3. Lorsqu’un requérant fonde son action sur la procédure particulière instituée par l’article L. 521-2 du code de justice administrative, il lui appartient de justifier de circonstances caractérisant une situation d’urgence particulière qui implique, sous réserve que les autres conditions posées par cette disposition soient remplies, qu’une mesure visant à sauvegarder une liberté fondamentale doive être prise à très bref délai.

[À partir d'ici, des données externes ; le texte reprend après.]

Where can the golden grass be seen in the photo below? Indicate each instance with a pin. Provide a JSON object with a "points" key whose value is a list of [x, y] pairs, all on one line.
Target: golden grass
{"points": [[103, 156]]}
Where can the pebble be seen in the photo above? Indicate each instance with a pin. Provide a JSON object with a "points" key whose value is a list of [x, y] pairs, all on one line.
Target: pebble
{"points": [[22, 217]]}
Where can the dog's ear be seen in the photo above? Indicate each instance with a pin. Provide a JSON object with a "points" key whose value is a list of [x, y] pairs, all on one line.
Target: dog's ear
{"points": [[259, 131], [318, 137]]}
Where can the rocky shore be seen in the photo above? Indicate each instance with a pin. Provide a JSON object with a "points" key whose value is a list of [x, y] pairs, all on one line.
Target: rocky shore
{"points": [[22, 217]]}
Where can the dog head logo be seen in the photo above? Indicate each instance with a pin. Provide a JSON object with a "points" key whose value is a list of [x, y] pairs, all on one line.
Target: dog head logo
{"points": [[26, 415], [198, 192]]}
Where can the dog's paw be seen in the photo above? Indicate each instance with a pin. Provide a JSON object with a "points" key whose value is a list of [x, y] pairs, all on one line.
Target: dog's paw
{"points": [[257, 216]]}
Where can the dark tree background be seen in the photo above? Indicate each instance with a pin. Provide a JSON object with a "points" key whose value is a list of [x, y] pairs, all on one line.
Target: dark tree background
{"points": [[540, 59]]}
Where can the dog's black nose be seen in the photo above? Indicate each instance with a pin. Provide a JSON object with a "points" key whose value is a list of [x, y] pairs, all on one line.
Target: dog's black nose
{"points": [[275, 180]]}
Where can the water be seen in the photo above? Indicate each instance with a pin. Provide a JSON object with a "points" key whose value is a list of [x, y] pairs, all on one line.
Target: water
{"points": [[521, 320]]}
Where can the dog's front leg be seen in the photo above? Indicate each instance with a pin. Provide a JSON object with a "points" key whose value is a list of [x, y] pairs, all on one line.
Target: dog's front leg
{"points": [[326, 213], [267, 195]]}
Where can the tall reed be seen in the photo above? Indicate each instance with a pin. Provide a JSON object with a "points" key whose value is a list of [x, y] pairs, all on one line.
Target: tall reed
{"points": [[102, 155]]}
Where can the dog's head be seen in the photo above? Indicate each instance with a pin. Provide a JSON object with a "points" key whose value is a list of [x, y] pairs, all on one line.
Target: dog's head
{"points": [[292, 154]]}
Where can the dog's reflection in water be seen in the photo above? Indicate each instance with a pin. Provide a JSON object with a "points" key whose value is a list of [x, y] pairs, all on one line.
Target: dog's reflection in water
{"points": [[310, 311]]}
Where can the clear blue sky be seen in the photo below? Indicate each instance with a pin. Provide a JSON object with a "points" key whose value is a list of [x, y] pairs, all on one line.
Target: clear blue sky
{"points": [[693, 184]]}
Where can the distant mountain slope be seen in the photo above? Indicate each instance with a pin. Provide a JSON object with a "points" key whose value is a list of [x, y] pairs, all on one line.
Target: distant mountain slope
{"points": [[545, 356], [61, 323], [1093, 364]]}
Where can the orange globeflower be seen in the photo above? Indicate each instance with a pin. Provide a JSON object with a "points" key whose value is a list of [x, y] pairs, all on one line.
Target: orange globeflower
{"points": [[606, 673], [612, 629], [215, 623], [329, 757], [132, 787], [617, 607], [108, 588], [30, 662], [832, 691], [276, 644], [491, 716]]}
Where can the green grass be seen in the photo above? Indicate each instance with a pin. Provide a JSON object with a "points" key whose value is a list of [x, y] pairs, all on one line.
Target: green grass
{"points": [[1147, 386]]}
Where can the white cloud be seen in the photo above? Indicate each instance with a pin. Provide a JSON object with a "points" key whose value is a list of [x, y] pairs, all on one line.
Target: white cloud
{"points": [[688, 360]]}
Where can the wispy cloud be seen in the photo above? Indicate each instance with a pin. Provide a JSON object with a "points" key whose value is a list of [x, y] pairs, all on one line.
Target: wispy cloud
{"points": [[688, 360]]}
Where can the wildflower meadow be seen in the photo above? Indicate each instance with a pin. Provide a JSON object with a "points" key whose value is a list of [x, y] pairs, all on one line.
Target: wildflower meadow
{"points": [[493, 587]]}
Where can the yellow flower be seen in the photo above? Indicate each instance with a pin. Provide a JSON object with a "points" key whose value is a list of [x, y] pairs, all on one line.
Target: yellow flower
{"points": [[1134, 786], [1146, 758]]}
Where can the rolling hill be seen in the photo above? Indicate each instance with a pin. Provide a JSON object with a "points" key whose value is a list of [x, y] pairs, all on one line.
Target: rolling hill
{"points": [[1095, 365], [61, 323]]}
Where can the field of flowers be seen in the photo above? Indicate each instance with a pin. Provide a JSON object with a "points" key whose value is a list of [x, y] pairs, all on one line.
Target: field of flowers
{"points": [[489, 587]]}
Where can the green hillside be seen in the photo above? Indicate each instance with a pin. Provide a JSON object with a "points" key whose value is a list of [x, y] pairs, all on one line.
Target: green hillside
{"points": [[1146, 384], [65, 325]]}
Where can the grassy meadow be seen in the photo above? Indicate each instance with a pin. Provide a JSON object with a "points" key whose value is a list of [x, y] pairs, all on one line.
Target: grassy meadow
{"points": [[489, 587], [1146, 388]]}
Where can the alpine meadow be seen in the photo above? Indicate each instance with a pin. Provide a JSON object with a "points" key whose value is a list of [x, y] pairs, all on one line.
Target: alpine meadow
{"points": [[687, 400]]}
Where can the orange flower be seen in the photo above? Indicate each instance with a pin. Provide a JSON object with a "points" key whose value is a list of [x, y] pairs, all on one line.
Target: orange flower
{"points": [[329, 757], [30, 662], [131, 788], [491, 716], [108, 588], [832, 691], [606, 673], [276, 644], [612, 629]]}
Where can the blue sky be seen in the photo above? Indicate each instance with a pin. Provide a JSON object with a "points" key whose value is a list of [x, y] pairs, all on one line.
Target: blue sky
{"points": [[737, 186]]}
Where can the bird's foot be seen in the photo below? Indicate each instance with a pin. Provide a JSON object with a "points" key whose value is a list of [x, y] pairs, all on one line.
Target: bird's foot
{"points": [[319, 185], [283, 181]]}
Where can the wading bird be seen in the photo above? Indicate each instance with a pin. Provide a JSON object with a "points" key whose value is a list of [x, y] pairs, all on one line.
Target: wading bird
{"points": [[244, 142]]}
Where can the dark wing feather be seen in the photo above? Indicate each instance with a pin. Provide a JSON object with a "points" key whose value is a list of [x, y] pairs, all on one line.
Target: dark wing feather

4. Le requérant, qui saisit le juge des référés sur le fondement de l’article L. 521-2 du code de justice administrative, ne peut se prévaloir d’une présomption d’urgence. Par ailleurs, s’il fait état du risque de suspension de son contrat d’apprentissage au 1er avril 2026 faute de preuve de la régularité de son séjour et d’exclusion de sa formation qui en découle, ces circonstances ne sont pas par elles-mêmes de nature à caractériser une urgence telle qu’elle appellerait une réponse immédiate du juge des référés. Enfin, si le requérant fait valoir le risque d’éloignement lié à l’absence de justificatif de la régularité de son séjour, il lui appartiendra, dans le cas où une mesure d’éloignement serait édictée à son encontre, de la contester dans le cadre d’un recours qui revêt un caractère suspensif. Par suite, en l’état de l’instruction, la condition d’urgence particulière exigée par les dispositions de l’article L. 521-2 du code de justice administrative ne peut être regardée comme satisfaite.
5. Il résulte de ce qui précède qu’il y a lieu, par application de la procédure prévue à l’article L. 522-3 du code de justice administrative, de rejeter la requête de M. A... en toutes ses conclusions y compris celles aux fins d’injonction et d’astreinte et celles relatives aux frais d’instance, sans qu’il n’y ait lieu d’admettre le requérant au bénéfice de l’aide juridictionnelle provisoire.
O R D O N N E :
Article 1er : M. A... n’est pas admis à titre provisoire au bénéfice de l’aide juridictionnelle.
Article 2: La requête de M. A... est rejetée.
Article 3 : La présente ordonnance sera notifiée à M. B... A... et à Me Ottou.
Fait à Paris, le 31 mars 2026.
Le juge des référés,
Signé
F. SOBRY
La République mande et ordonne au ministre de l’intérieur en ce qui le concerne ou à tous commissaires de justice à ce requis en ce qui concerne les voies de droit commun contre les parties privées, de pourvoir à l’exécution de la présente ordonnance.